Fini: non voglio sabotare Governo, ma non demonizzatemi

L'intervento del Presidente della Camera: «Oggi cambiano le dinamiche del Pdl»

ROMA - Nessuna intenzione di «sabotare il Governo» o di «remare contro»: solo il diritto al confronto «senza essere demonizzati». Gianfranco Fini spiega così i diritti e i doveri che a suo giudizio ha «una componente politico-culturale che su certi temi ha opinioni diverse». Un aspetto che Fini ha «il diritto-dovere di precisare meglio, perché questa è una giornata cha cambia le dinamiche del Pdl».

Una componente, spiega Fini alla Direzione del Pdl, che «non ha il diritto di sabotare l'azione del Governo o di remare sempre contro, perché il dovere di lealtà è al patto tra fondatori ed elettori prima di tutto; non ha il diritto di imporre ad altri opinioni minoritarie». Ma che «ha il diritto di confrontarsi su come attuarlo il programma di Governo, su come evitare posizioni che non siano al cento per cento in sintonia con gli interessi generali».

Per Fini «un confronto non può che fare bene, e quanto più sarà scevro dalla demonizzazione e senza il sospetto che si vuole impedire al governo di governare, tanto meglio sarà». Perché l'obiettivo della componente «non è avere quote di potere, ma animare un dibattito». E «non può essere messo al rogo, all'indice come uno sfasciacarrozze, chi ha idee diverse. Succede in tutta Europa. Vogliamo vedere la dialettica interna alle destre tedesca, francese, spagnola? Convivono posizioni diverse, e poi c'è il dovere della sintesi, ma senza demonizzazione, con il rispetto che si deve alle opinioni dissimili».

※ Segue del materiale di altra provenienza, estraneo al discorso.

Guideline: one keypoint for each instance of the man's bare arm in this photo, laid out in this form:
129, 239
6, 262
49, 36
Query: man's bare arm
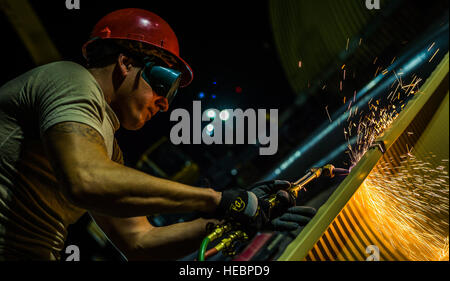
139, 240
92, 181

«Le questioni che pongo non sono dovute a «questioni personali» o a «bizze», «sono abituato a dire quando non sono d'accordo«ha aggiunto Fini. «Non è possibile derubricare tutto ciò - ha affermato - come se fossero questioni personali», le mie «non sono bizze, non sono geloso di Berlusconi». «Sono abituato a dire - ha osservato - quello che penso quando non d'accordo. Non l'ho fatto ora di punto in banco come se ora non mi piacesse più il presepe che ho contribuito ad allestire. E' qualche mese che pongo pretese e le vedo minimizzate. Ma non pongo questioni per intralciare l'azione del governo o del partito, sicuramente non per compiacere gli avversari».